Atlas Premium America is a comprehensive coverage plan for non-U.S. citizens traveling outside their home country. You can obtain an instant quote and/or purchase online on this web site. The insurance coverage can start as early as today or any future date you specify. As soon as you make a purchase, you will receive a virtual id card in your email. Physical cards along with the policy will be mailed to you on the next business day. You should receive them in about five to seven business days within the United States.
Further information about Atlas Premium America Insurance.
What is covered and not covered?
The insurance company will generally pay for new medical conditions, injuries or accidents that may occur after the effective date of the policy.

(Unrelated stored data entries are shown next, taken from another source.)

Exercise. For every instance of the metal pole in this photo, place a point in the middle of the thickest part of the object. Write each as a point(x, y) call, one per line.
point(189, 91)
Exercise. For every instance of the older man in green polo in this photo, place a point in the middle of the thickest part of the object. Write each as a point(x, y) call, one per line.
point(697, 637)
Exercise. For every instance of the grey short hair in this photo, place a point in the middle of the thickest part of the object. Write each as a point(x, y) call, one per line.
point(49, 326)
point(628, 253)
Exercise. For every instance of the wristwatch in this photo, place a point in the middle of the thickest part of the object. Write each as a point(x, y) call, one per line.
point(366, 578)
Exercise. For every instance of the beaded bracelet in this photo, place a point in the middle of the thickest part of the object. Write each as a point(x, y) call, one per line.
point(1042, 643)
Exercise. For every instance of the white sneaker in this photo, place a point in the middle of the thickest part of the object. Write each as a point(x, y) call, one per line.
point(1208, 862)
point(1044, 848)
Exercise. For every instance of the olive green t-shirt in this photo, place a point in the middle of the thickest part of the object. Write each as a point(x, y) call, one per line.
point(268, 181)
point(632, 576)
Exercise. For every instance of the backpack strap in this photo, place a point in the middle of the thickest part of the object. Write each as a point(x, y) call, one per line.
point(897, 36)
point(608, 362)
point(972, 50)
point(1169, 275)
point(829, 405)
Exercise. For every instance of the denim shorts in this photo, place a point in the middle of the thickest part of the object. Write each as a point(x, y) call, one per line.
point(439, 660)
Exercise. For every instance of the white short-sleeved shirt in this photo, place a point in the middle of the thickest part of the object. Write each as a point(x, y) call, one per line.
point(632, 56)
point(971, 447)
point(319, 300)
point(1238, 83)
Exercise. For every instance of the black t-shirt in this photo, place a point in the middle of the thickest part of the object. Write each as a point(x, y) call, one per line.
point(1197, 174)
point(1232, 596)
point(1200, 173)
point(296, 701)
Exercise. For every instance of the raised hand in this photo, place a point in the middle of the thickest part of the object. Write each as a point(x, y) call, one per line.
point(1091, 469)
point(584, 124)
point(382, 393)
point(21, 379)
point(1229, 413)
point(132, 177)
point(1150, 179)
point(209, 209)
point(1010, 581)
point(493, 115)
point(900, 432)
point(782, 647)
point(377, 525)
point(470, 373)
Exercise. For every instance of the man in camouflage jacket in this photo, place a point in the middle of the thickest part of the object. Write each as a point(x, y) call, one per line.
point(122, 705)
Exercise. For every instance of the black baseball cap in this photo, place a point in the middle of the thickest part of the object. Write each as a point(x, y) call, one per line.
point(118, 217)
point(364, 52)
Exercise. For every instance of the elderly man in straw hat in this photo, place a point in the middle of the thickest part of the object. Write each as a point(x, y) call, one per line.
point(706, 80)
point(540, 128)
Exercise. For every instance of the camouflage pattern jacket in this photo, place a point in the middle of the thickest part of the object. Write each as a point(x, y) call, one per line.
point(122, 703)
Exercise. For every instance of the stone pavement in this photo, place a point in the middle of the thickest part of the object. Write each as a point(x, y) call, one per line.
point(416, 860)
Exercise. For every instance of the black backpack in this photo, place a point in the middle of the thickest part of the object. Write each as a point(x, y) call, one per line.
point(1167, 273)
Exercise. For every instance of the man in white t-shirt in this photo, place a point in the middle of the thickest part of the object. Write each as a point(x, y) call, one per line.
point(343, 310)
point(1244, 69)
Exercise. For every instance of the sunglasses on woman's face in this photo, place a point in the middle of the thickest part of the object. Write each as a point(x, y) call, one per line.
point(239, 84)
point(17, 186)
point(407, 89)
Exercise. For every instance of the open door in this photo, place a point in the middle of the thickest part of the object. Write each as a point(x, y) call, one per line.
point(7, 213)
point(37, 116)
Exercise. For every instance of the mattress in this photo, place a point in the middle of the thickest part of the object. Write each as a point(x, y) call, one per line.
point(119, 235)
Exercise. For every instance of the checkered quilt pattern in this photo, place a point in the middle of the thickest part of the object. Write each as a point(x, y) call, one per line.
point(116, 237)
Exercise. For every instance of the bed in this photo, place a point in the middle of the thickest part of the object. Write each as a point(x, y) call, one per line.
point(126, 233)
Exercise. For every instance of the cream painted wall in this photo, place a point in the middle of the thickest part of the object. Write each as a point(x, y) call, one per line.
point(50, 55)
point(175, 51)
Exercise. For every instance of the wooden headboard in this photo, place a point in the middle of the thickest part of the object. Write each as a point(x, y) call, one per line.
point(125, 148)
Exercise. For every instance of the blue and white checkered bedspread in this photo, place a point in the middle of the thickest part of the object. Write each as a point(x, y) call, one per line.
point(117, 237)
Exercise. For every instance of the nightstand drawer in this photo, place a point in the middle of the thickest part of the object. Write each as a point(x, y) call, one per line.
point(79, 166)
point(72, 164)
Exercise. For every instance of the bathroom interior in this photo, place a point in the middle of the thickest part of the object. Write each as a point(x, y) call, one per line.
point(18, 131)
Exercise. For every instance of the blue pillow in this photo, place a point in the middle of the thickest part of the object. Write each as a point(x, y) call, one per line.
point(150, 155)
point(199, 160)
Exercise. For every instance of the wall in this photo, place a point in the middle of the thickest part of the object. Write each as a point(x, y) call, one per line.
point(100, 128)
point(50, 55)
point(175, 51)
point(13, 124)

It does not cover any routine expenses related to pre-existing conditions, preventive check ups, immunizations or maternity.
For persons below the age of 70 years, Atlas Premium America covers up to overall policy maximum for acute onset of pre-existing conditions.
U.S. Urgent care visit is $50 copay and not subject to deductible; if your deductible is $0, the $50 copay is waived. After which co-insurance may apply; if applicable. Should you visit the emergency room for a sickness (not for injury) and you are not admitted into the hospital, there is $200 penalty per visit.
Prescription drugs are covered like any other eligible medical expenses.
Dental is covered only up to $250 for acute pain to sound and natural teeth. For any practical dental coverage, consider a low cost plan from CAREINGTON that provides excellent coverage.
Atlas Premium America provides coverage anywhere outside of your home country including travel time as well. It also covers loss of checked luggage.
How do I use the insurance?
Please look at the detailed description.
How much is covered?
First, you will have to pay your chosen deductible once per policy period (varies from $0 to $2,500) before the insurance company starts paying anything for the covered expenses, even for doctor visits. You will need to continue to pay all the money yourself until you have completely satisfied the deductible. The deductible is not just for hospitalization. There is no concept of copay, except for U.S. Urgent Care visits and visits to the emergency room for an illness that does not result in admission to the hospital.
After that, within First Health PPO network, the plan pays 100% up to the selected policy maximum, ranging from $20,000 to $2,000,000, depending upon your age. Otherwise, the plan pays 90% of the next $5,000 of covered expenses, you pay 10%. In other words, you will have to pay a maximum $500 out of your pocket towards the 10% coinsurance. (You don't have to pay this 10% for expenses incurred outside the U.S. or Canada.) Then, the plan pays 100% up to the selected policy maximum.
Let's assume that you have purchased a $50,000 policy maximum with a $250 deductible for 3 months.
Let's assume that the doctor charges you $150/visit and you need to visit several times.
The first time you visit the doctor, you will have to pay all of that $150 yourself. You still have $100 left towards the unsatisfied deductible.
On the second visit, you will have to pay $100 yourself. You have now completely satisfied your deductible once per policy period. If you visit the provider in the networ, the plan pays the remaining $50. Otherwise, it will pay 90% which is $45 and you pay 10% which is $5.
For any subsequent treatment (whether for the same condition or a different condition), you don't have to pay the deductible again. If the provider were out of the network, the insurance company will continue to pay 90% for the first $5,000 of covered medical expenses, you continue to pay 10% (that is maximum $500).
After that, the insurance company will pay 100% for covered medical expenses, up to $50,000. If you incur any expenses beyond $50,000, you will be responsible to pay that amount.
Let's assume that you were in an accident and are hospitalized for 2 days.
The hospital charges $12,000 per day for a total bill of $24,000. Assuming this is the first instance of your needing to use the insurance, you pay your $250 deductible, and the insurance company will pay the rest as long the hospital is in the network. Otherwise, you pay the $250 deductible plus $500 (10% of first $5,000) and the insurance company will pay the rest.
Even if you renew your insurance, you don't have to pay the deductible again.
You visit an urgent care. You simply pay $50 copay and as long as the Urgent Care center is in network the rest is covered at 100% for eligible expenses, otherwise a 10% co-insurance applies. Urgent care visit is not subject to deductible. (If you had selected a $0 deductible, then you would not pay a $50 copay.)
You go to an emergency room for a sickness. The hospital does some test and gives some treatment but does not admit you. In additional to your deductible and applicable coinsurance, you will pay to additional $200 penalty for that visit, because you were not admitted. However, if it were an injury or accident, you wouldn't have to pay $200 penalty, even if you were not admitted.